Having two hearts, and a choice

The early Church Fathers had a simple way of expressing our struggle. They taught that each of us has two hearts, two souls:

In each person, they affirmed, there is a small, petty heart, a pusilla anima. This is the heart that we operate out of when we are not at our best. This is the heart within which we feel our wounds and our distance from others. This is the heart within which are chronically irritated and angry, the heart within which we feel the unfairness of life, the heart within which we sense others as a threat, the heart within which we feel envy and bitterness, and the heart within which greed, lust, and selfishness break through. This too is the heart that wants to set itself apart from and above others.
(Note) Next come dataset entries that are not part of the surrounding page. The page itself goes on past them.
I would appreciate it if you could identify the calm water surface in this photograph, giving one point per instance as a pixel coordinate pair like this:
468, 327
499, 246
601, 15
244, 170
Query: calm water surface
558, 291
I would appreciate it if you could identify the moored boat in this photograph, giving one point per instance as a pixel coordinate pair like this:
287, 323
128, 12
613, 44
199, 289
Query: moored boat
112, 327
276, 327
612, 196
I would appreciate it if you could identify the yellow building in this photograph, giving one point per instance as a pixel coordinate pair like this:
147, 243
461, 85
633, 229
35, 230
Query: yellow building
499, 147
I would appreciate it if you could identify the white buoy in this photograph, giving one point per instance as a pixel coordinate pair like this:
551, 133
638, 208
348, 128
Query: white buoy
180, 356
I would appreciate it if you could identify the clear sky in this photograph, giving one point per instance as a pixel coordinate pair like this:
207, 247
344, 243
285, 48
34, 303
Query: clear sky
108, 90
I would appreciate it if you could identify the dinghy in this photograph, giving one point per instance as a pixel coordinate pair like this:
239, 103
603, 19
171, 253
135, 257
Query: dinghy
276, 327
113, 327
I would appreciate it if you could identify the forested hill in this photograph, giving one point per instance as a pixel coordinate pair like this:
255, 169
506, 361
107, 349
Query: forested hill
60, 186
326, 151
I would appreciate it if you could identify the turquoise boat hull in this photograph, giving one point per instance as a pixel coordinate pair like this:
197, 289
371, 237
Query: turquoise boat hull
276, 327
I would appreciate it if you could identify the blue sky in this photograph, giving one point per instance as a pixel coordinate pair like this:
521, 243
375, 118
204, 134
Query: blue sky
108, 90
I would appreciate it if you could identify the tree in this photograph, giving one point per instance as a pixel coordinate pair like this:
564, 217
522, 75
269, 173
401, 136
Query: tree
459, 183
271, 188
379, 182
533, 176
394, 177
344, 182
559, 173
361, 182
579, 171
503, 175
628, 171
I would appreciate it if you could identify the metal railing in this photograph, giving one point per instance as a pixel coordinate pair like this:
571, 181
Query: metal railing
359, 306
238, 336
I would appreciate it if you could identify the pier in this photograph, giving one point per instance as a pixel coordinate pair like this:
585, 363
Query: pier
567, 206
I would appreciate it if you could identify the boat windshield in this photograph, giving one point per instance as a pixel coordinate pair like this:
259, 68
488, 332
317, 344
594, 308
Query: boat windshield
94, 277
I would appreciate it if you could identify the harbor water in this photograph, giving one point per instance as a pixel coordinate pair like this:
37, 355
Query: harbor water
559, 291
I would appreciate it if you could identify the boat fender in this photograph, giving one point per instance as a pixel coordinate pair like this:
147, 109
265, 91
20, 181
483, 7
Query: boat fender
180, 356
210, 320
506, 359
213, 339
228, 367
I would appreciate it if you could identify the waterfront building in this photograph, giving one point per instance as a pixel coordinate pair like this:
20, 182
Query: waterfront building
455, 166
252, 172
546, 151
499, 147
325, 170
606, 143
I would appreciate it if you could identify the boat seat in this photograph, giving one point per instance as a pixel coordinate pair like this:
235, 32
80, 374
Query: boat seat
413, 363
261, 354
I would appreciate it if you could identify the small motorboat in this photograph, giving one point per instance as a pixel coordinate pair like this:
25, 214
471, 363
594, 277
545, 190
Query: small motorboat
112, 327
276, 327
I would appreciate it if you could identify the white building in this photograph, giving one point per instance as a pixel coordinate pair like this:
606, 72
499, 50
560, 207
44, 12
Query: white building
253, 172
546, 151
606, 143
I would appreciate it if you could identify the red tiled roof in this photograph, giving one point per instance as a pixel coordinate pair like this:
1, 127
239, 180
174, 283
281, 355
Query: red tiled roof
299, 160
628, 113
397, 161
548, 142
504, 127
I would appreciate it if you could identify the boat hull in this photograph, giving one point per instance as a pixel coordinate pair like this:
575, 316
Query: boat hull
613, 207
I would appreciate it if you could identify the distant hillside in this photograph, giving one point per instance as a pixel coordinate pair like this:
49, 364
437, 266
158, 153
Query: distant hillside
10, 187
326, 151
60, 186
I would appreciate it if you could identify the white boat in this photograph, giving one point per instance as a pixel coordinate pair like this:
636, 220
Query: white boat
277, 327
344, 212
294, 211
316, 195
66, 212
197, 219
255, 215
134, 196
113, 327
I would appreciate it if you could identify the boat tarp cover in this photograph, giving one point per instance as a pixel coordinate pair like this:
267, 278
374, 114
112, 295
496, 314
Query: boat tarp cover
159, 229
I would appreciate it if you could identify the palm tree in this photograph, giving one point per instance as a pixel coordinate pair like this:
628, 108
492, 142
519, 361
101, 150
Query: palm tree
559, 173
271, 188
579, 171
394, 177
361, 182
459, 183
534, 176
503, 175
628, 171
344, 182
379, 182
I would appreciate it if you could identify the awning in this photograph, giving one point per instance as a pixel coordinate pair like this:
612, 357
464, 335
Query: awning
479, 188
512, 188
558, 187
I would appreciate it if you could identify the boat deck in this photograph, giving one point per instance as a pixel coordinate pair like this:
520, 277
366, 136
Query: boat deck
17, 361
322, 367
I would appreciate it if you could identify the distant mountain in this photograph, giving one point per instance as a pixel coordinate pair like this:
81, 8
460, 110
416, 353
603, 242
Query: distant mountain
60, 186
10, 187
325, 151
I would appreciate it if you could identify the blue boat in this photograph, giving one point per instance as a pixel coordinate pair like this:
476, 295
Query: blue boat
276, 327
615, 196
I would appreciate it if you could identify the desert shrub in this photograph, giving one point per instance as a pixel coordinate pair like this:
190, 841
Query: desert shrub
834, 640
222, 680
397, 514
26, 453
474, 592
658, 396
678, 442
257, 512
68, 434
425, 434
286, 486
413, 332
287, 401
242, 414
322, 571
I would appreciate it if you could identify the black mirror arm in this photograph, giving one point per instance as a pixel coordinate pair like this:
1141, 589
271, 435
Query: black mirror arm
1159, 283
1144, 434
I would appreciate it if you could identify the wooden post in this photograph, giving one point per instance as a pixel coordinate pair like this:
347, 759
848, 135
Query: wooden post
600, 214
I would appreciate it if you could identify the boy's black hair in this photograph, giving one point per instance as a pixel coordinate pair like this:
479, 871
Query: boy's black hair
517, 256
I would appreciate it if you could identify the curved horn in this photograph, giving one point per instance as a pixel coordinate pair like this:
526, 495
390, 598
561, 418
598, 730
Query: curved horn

But the Church Fathers taught that inside of each of us there was also another heart, a magna anima, a huge, deep, big, generous, and noble heart. This is the heart we operate out of when we are at our best. This is the heart within which we feel empathy and compassion. This is the heart within which we are enflamed with noble ideals.  Inside each of us, sadly often buried under suffocating wounds that keep if far from the surface, lies the heart of a saint, bursting to get out.

Not everything can be fixed or cured, but it should be named correctly. Nowhere is this more important than in how we name both the size and the struggles of the human heart. We are not petty souls who occasionally do noble things. We are rather noble souls who, sadly, occasionally do petty things.